This dances around the part everyone dances around.When is a problem a rules problem?
I think this question plagues this community, on this forum and beyond. Many issues are misintrepreted as being rules issues when they are not. An example would be a background that gives a feature, one with no hard mechanical benefit, being ignored or made useless by a DM. This could be attributed to a rules shortfall, a balance issue per say. But in reality this is a DM issue, one where the severity varies by player expectation.
In this case we have a spell with a open ended spell description. If that spell causes a prolonged rules debate, is that an issue with the spell? Or is that a DM issue as the prior example was?
My inclination is that both of these are DM issues. I think hyper-specificity on rules hems in games with good DMing to prop up those with bad. Removing options from players in an ill-fated attempt to "fix" bad DMing.
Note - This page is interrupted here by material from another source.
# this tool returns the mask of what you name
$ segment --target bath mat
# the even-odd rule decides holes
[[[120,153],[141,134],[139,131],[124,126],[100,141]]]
My biggest fear in this hobby is that we "rule" our way out of dungeon masters and into a video game, and sadly this is a small step in that direction.
Expectation.
Alice, Bob, and Charlie expect different things from Command.
Times that by 100 with this game of 500+ spells.
No way am I gonna discuss 50 spells every Session Zero.
This is an inherent issue when you have a large diverse audience/customer base.
Smaller games have smaller self-selected demographics who have similar expectations from their spells.